There is NOTHING more exciting for me than seeing the jacket on my next novel brought to life by a designer. Nothing, that is, until the book itself arrives and I can hold it in my hands and know that it is real, that I really put all those words and thoughts together. Ask any writer, the joy, the sense of pride, never diminishes.

This lovely, evocative jacket arrived a few days ago. It is still a work in progress but almost there. THE LOST GIRL will be published in hardback on 29th June.

Here is the opening sentence to the Acknowledgements in the book:

“I watched the unfolding of the November 2015 Paris atrocities on television with my mother. Rarely has any news coverage so affected me. To such an extent that I put aside the book I was just beginning to write and settled to this one, The Lost Girl. Three months later, my mother died. It was a very challenging period for me.  …”

The inner workings of a writer’s process are a wonderful mystery. I knew that one way or another I wanted to write about something of what those appalling attacks of November 2015 meant to the citizens of France, to visitors who found themselves in the city that weekend, to those who lost a member of their family … I spent almost a month in Paris at the National Library, the BNF, Bibliothèque national de France, watching news clips, listening, replaying repeatedly the speech made by François Hollande as the night was unfolding. The television coverage, the newspapers, magazines, radio: I attempted to track it all down. The coverage of that night and the days that followed.

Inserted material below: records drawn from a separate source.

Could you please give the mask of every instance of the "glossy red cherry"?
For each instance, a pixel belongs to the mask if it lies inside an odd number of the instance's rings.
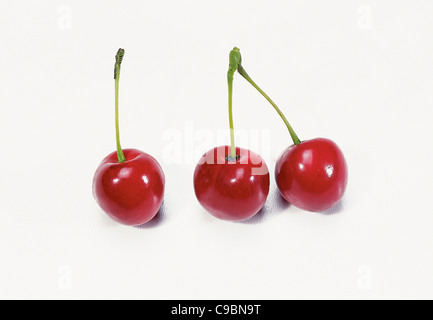
[[[164,173],[147,153],[124,149],[125,162],[117,152],[109,154],[96,170],[93,195],[99,206],[114,220],[130,226],[150,221],[164,199]]]
[[[303,141],[278,158],[275,179],[281,195],[294,206],[325,211],[340,201],[346,190],[346,160],[329,139]]]
[[[251,218],[263,207],[269,193],[269,170],[256,153],[230,146],[206,152],[194,171],[194,191],[200,204],[213,216],[231,221]]]
[[[241,61],[240,54],[238,58]],[[282,196],[305,210],[330,209],[342,198],[347,185],[347,165],[340,148],[323,138],[301,142],[275,102],[251,79],[240,62],[237,71],[274,107],[293,139],[294,145],[283,152],[275,167]]]
[[[206,152],[194,171],[194,191],[209,213],[223,220],[242,221],[263,207],[269,193],[269,170],[256,153],[237,148],[233,128],[233,75],[240,63],[234,48],[227,71],[230,146]]]
[[[122,150],[119,138],[119,76],[125,51],[114,65],[117,151],[102,160],[93,177],[93,196],[111,218],[138,226],[151,220],[164,198],[164,173],[159,163],[136,149]]]

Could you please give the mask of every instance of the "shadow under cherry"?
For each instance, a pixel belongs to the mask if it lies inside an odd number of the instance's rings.
[[[284,211],[286,211],[291,204],[284,199],[280,192],[277,190],[273,193],[273,197],[271,199],[268,199],[264,206],[260,209],[259,212],[257,212],[254,216],[251,218],[240,221],[239,223],[244,224],[256,224],[261,223],[263,220],[268,218],[271,215],[280,214]]]
[[[342,211],[343,211],[343,201],[340,200],[332,208],[325,210],[325,211],[321,211],[321,212],[319,212],[319,214],[322,214],[325,216],[330,216],[330,215],[334,215],[334,214],[339,214]]]
[[[138,228],[138,229],[156,228],[156,227],[160,226],[165,221],[165,219],[167,218],[166,216],[167,216],[166,207],[165,207],[165,203],[163,202],[158,213],[152,218],[152,220],[150,220],[146,223],[143,223],[139,226],[136,226],[135,228]]]

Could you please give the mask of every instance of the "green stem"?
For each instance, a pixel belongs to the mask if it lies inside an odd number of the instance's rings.
[[[233,125],[233,75],[227,75],[229,85],[229,125],[230,125],[230,159],[236,159],[235,130]]]
[[[115,91],[115,109],[116,109],[116,144],[117,144],[117,160],[119,163],[125,162],[125,155],[123,154],[122,147],[120,146],[120,133],[119,133],[119,78],[120,78],[120,64],[122,63],[125,50],[119,49],[116,54],[116,63],[114,65],[114,91]]]
[[[229,92],[229,125],[230,125],[230,145],[231,152],[229,161],[236,161],[235,130],[233,125],[233,76],[241,62],[240,51],[234,48],[230,51],[229,70],[227,71],[227,83]]]
[[[283,119],[284,123],[287,126],[287,129],[289,129],[289,133],[290,133],[290,136],[292,137],[294,144],[295,145],[300,144],[301,140],[299,140],[298,136],[296,135],[296,133],[293,130],[292,126],[290,125],[289,121],[287,121],[286,117],[281,112],[280,108],[278,108],[277,105],[275,104],[275,102],[272,101],[272,99],[269,98],[269,96],[262,89],[260,89],[260,87],[250,78],[250,76],[248,75],[248,73],[245,71],[245,69],[242,67],[242,65],[240,63],[238,66],[238,72],[241,74],[242,77],[245,78],[245,80],[247,80],[254,88],[256,88],[257,91],[259,91],[262,94],[262,96],[266,98],[266,100],[269,101],[269,103],[274,107],[274,109],[280,115],[281,119]]]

And what an amazing service the national library provided me, proving yet again the immense value of all libraries.

At the same time, I was also dealing with the day to day challenges of the loss of my mother, along with all that has to be faced when a loved one dies. Writing my novel, handling the mountains of bureaucracy between France and Britain, I thought I had no time to grieve my wonderful mother, my best friend, but here lies one of the miracles of creativity, of our inner selves. A character stepped into play. I had always known that the novel I was writing was to include an elegant older woman – a woman in her eighties or even nineties – but that decision had been made before the attacks and before the loss of my mother. Suddenly, without my being aware of it, the octogenarian character of Marguerite in THE LOST GIRL took on a whole new dimension. She became, again without my being aware of it, almost an angel of the night, a shining light.  A kindly spirit who guides a stranger, an English woman, Kurtiz, visiting Paris for the weekend, through her darkest hours and out towards the light, towards where life can begin again.

The novel was taking shape. To counter the harrowing hours of that long weekend, Marguerite tells us her own story. Her days as a young and beautiful, up and coming actress on the Côte d’Azur working at the famous Victorine Studios in Nice, while falling in love with a handsome young Englishman after WWII.

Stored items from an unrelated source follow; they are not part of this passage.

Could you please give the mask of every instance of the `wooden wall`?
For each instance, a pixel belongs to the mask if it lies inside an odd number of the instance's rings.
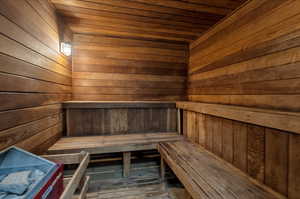
[[[182,100],[186,43],[74,35],[73,99]]]
[[[189,42],[246,0],[50,1],[76,33]]]
[[[190,45],[191,101],[300,110],[300,1],[252,0]]]
[[[59,41],[72,38],[57,22],[47,0],[1,1],[0,149],[41,152],[62,133],[72,79]]]
[[[193,111],[183,134],[291,199],[300,198],[300,135]]]
[[[299,38],[300,1],[248,1],[191,43],[189,100],[299,112]],[[189,139],[289,198],[300,198],[299,132],[193,111],[184,112],[183,123]]]
[[[67,126],[68,136],[176,132],[177,109],[70,109]]]

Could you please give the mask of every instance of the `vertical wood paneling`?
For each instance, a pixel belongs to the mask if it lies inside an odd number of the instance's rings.
[[[141,126],[144,126],[144,122],[138,122],[141,118],[142,110],[139,109],[131,109],[127,113],[127,121],[128,121],[128,131],[129,132],[135,132],[140,131],[142,128]],[[151,114],[151,113],[150,113]],[[148,118],[151,121],[151,115]],[[141,124],[142,123],[142,124]],[[149,127],[151,128],[151,127]]]
[[[289,175],[288,196],[291,199],[300,198],[300,136],[289,135]]]
[[[157,129],[165,129],[166,127],[166,109],[152,109],[151,110],[151,131],[156,131]]]
[[[89,121],[92,123],[92,130],[89,132],[90,134],[97,135],[98,133],[105,133],[105,113],[104,110],[91,110],[92,112],[92,120]],[[97,120],[95,118],[98,118]]]
[[[112,125],[110,125],[111,134],[120,134],[128,132],[128,118],[126,109],[112,109],[109,110],[110,113],[110,121],[112,121]],[[144,121],[142,122],[144,124]],[[142,128],[144,125],[142,126]]]
[[[194,143],[199,144],[199,120],[198,114],[194,112],[194,130],[193,130],[192,139]]]
[[[196,124],[196,113],[189,111],[187,113],[187,138],[191,142],[196,141],[196,137],[198,134],[197,124]]]
[[[222,119],[213,117],[213,152],[222,157],[222,138],[223,138],[223,129],[222,129]]]
[[[128,110],[128,113],[129,113],[130,110]],[[143,126],[144,126],[144,129],[151,129],[152,128],[152,109],[143,109],[143,112],[144,112],[144,122],[143,122]],[[171,114],[171,113],[170,113]],[[128,117],[128,116],[127,116]],[[167,119],[166,119],[166,122],[170,122],[170,123],[167,123],[166,126],[167,128],[169,127],[169,129],[172,129],[172,121],[175,121],[176,119],[172,120],[172,116],[170,115],[167,115]],[[129,123],[128,123],[128,129],[130,128],[129,126]],[[173,128],[173,129],[176,129]]]
[[[176,132],[175,108],[68,109],[68,136]]]
[[[265,178],[265,128],[247,126],[248,147],[248,174],[258,181],[264,182]]]
[[[288,188],[288,144],[288,133],[266,129],[265,182],[283,195],[287,195]]]
[[[182,113],[182,134],[186,137],[187,136],[187,120],[188,120],[187,113],[188,113],[188,111],[183,110],[182,112],[183,112]]]
[[[247,172],[247,124],[234,121],[232,125],[234,143],[233,165]]]
[[[199,130],[198,143],[204,147],[205,146],[205,137],[206,137],[205,115],[202,113],[197,113],[197,119],[198,119],[198,130]]]
[[[229,163],[233,162],[233,124],[231,120],[223,119],[222,120],[222,131],[223,131],[223,139],[222,139],[222,151],[223,158]]]
[[[273,190],[289,198],[299,198],[299,135],[203,113],[184,112],[183,121],[189,124],[185,137],[190,136],[194,142],[195,134],[198,135],[198,144],[208,151]]]
[[[173,131],[174,129],[178,129],[177,128],[177,109],[168,109],[168,121],[167,121],[167,131]],[[179,127],[180,128],[180,127]]]
[[[205,148],[209,151],[213,149],[213,130],[214,118],[210,115],[205,115]]]

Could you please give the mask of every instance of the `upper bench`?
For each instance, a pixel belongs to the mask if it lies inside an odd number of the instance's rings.
[[[104,154],[157,149],[162,142],[182,140],[177,133],[146,133],[112,136],[64,137],[48,149],[48,154],[78,153]]]

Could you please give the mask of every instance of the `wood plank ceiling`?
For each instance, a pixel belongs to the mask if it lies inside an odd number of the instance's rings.
[[[74,33],[190,42],[246,0],[51,0]]]

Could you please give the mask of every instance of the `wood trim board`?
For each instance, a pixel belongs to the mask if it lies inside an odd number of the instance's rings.
[[[197,102],[176,102],[177,108],[300,134],[300,113]]]

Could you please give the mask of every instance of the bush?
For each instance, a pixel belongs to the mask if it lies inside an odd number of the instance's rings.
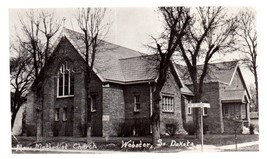
[[[124,121],[118,125],[118,136],[128,137],[133,135],[133,123],[131,121]]]
[[[188,135],[194,135],[197,131],[197,126],[192,122],[186,123],[186,131]]]
[[[176,133],[177,126],[175,124],[166,124],[166,133],[169,136],[174,136]]]
[[[52,125],[53,136],[59,136],[61,126],[58,122],[54,122]]]
[[[255,125],[254,124],[250,124],[249,125],[249,132],[250,132],[250,134],[254,134],[254,130],[255,130]]]
[[[81,132],[82,137],[86,137],[87,135],[86,124],[79,123],[79,131]]]

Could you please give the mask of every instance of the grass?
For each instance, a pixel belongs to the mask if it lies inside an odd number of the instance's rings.
[[[235,149],[226,149],[225,152],[229,151],[236,151]],[[259,151],[259,145],[251,145],[251,146],[245,146],[245,147],[238,147],[237,151]]]
[[[237,143],[246,143],[252,141],[258,141],[259,135],[237,135]],[[232,145],[235,144],[234,134],[220,134],[220,135],[205,135],[204,143],[206,145]]]
[[[17,137],[19,144],[27,147],[34,147],[37,143],[46,145],[47,143],[55,146],[57,144],[67,144],[70,148],[73,148],[74,144],[79,143],[80,145],[86,144],[86,138],[72,138],[72,137],[46,137],[42,139],[42,142],[36,142],[36,137]],[[258,141],[258,135],[237,135],[237,143],[245,143],[251,141]],[[179,143],[182,141],[186,143],[187,141],[196,144],[200,144],[200,140],[196,139],[195,136],[187,135],[183,137],[163,137],[162,143],[165,143],[165,146],[162,146],[160,149],[154,149],[151,147],[123,147],[122,143],[127,141],[134,141],[135,144],[140,143],[151,143],[151,137],[110,137],[109,139],[103,137],[92,137],[92,141],[97,146],[96,150],[112,150],[112,151],[145,151],[145,152],[179,152],[187,149],[186,146],[170,146],[173,142]],[[132,142],[131,142],[132,143]],[[17,146],[17,141],[12,137],[12,147]],[[231,145],[235,144],[235,136],[233,134],[209,134],[204,135],[204,144],[205,145]],[[255,147],[248,147],[247,149],[257,149]],[[246,149],[244,150],[246,151]]]

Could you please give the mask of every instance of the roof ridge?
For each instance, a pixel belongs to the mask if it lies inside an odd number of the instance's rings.
[[[64,29],[67,30],[67,31],[74,32],[74,33],[78,33],[78,34],[81,34],[82,36],[84,36],[83,33],[79,32],[79,31],[76,31],[76,30],[72,30],[72,29],[66,28],[66,27],[63,27],[63,32],[64,32]],[[143,55],[147,55],[146,53],[143,53],[143,52],[140,52],[140,51],[137,51],[137,50],[134,50],[134,49],[131,49],[131,48],[128,48],[128,47],[119,45],[119,44],[115,44],[115,43],[112,43],[112,42],[109,42],[109,41],[106,41],[106,40],[103,40],[103,39],[100,39],[100,40],[104,41],[104,42],[107,43],[107,44],[116,45],[117,47],[122,47],[122,48],[125,48],[125,49],[128,49],[128,50],[131,50],[131,51],[138,52],[138,53],[141,54],[141,55],[142,55],[142,54],[143,54]]]
[[[151,55],[155,55],[155,54],[151,54]],[[125,58],[120,58],[119,60],[129,60],[129,59],[134,59],[134,58],[138,58],[138,57],[149,57],[151,56],[150,54],[144,54],[144,55],[139,55],[139,56],[133,56],[133,57],[125,57]]]
[[[236,62],[238,63],[240,60],[230,60],[230,61],[222,61],[222,62],[214,62],[214,63],[208,63],[208,65],[212,65],[212,64],[223,64],[223,63],[231,63],[231,62]],[[180,65],[180,66],[186,66],[183,64],[178,64],[177,62],[175,62],[176,65]],[[197,66],[203,66],[204,64],[198,64]]]
[[[238,63],[239,60],[231,60],[231,61],[222,61],[222,62],[214,62],[214,63],[208,63],[208,65],[216,65],[216,64],[225,64],[225,63]],[[197,65],[197,66],[203,66],[204,64]]]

Marguerite’s stories, her memories, are rich with the perfumes of Provence, of Grasse, the Perfume Capital of the World where she and her charming young English boyfriend set up home.

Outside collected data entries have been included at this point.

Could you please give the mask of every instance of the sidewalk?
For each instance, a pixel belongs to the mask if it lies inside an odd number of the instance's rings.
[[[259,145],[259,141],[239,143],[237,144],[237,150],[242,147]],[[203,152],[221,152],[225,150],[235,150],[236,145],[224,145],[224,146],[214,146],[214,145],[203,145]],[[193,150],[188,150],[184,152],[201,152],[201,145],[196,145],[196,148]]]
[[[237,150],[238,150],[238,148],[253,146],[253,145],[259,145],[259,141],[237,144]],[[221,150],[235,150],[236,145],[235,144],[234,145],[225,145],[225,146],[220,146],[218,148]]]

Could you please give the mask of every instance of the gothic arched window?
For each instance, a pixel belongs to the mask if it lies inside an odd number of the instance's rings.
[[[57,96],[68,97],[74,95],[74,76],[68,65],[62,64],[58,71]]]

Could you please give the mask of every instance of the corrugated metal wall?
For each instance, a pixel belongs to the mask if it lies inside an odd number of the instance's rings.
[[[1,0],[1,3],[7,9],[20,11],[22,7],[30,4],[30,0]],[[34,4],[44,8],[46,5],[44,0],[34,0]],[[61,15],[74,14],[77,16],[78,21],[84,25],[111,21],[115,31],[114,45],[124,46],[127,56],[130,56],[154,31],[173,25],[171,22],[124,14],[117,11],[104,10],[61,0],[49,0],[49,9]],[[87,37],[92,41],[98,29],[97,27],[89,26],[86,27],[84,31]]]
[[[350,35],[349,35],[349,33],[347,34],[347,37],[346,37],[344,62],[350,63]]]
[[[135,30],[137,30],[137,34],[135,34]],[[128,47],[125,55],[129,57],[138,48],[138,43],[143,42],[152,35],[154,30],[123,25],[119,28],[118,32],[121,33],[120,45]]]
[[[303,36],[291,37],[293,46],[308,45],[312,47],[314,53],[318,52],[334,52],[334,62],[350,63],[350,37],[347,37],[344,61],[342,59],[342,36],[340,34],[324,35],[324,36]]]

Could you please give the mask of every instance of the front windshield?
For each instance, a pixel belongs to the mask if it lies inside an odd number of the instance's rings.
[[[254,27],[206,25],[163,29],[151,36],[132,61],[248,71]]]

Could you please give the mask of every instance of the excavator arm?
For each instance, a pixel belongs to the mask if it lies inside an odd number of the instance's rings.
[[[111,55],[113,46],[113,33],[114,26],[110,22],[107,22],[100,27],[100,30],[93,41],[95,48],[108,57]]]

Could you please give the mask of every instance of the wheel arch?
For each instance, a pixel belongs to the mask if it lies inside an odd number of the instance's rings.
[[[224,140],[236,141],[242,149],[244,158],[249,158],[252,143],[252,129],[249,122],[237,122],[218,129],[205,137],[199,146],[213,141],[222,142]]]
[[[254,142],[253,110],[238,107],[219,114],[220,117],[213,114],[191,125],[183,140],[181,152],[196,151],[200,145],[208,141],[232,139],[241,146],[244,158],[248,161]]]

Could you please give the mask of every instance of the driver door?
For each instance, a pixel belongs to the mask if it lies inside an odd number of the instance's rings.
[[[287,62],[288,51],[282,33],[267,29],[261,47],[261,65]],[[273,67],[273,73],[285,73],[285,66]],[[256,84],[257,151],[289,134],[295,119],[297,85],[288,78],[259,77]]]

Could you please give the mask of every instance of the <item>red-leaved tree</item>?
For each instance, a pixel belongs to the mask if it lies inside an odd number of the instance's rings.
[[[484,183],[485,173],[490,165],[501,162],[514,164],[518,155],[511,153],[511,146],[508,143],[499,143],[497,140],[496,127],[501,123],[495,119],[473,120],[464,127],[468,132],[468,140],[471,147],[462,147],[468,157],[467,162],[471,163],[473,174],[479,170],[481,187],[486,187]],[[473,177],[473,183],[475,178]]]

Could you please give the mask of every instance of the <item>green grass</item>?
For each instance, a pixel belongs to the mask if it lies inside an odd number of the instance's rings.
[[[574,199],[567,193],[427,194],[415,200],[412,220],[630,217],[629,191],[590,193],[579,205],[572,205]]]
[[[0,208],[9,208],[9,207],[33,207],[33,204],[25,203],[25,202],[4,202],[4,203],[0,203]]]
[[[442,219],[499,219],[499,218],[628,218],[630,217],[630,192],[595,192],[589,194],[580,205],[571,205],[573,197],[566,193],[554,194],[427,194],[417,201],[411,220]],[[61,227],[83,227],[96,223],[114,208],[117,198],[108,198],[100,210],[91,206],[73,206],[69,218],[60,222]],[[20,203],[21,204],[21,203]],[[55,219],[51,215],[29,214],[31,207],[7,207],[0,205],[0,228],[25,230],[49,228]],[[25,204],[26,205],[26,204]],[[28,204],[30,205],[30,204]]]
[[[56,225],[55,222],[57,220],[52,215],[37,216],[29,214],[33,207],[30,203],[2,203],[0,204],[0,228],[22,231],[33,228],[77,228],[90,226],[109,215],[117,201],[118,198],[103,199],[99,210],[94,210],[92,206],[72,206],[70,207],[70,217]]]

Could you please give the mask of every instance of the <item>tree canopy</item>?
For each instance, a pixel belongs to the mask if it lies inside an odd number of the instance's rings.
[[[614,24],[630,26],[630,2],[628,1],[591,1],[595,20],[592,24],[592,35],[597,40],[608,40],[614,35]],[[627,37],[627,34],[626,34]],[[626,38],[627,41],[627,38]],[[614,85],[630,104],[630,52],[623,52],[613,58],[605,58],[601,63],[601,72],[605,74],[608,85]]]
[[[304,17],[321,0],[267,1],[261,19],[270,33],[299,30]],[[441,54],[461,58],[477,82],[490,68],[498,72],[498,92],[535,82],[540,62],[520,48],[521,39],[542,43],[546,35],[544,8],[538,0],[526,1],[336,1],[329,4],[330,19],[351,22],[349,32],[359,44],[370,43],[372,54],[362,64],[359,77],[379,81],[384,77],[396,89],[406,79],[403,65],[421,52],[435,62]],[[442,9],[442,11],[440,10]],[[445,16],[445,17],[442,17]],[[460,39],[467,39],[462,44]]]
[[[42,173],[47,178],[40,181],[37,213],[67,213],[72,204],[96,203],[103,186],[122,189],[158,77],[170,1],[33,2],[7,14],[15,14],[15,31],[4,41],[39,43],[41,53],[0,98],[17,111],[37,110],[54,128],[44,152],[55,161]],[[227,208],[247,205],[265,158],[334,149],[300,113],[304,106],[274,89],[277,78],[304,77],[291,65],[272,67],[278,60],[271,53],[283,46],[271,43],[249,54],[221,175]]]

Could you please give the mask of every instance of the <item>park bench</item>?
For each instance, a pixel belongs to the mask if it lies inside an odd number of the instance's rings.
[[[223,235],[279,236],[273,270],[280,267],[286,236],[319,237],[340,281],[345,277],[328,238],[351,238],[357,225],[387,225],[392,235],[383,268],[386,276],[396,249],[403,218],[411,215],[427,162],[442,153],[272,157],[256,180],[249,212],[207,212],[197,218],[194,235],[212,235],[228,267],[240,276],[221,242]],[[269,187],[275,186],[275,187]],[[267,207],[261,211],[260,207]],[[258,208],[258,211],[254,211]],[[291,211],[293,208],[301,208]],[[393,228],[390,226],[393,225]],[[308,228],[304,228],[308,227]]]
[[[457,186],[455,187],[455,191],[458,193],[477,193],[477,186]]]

The two stories, Kurtiz’s and Marguerite’s, inevitably come together. Out of loss comes hope. Out of death and destruction, life and beauty grow again.

THE LOST GIRL has, I hope, an element of magic about it.  For me that was essential. We are living  in challenging times, borders are closing, the construction of yet more walls are being proposed. Women’s rights are being threatened.

How does one handle the onslaught of the negative press that is constantly being pushed at us? I think the answer lies in concentrating on the positives. Spring returns, plants regenerate, a new generation is being born. Colours, scents, gestures of generosity, the small daily miracles: these are our lifelines.

At its heart, THE LOST GIRL is a story of enduring love, of kindness, of the wondrous power of rebirth and of optimism. And perhaps too, who knows, the guardian angels walking at out sides, unseen but guiding us onwards through stormy seas to a land where the perfumes are sweeter.

I hope you will enjoy it. It is available for preorder now.

Watch out for it on 29th June.

At the Olive Farm we are preparing the grounds for the almond grove I am planting in memory of my mother. The pale pink flowers that herald spring and later produce fruits that feed us, give us oil and help to keep us healthy.

I am writing this from Greece where I am at work on my next project. Here, spring has arrived. The year is unfolding.

I wish you wonderful days. Thank you for dropping by and reading this.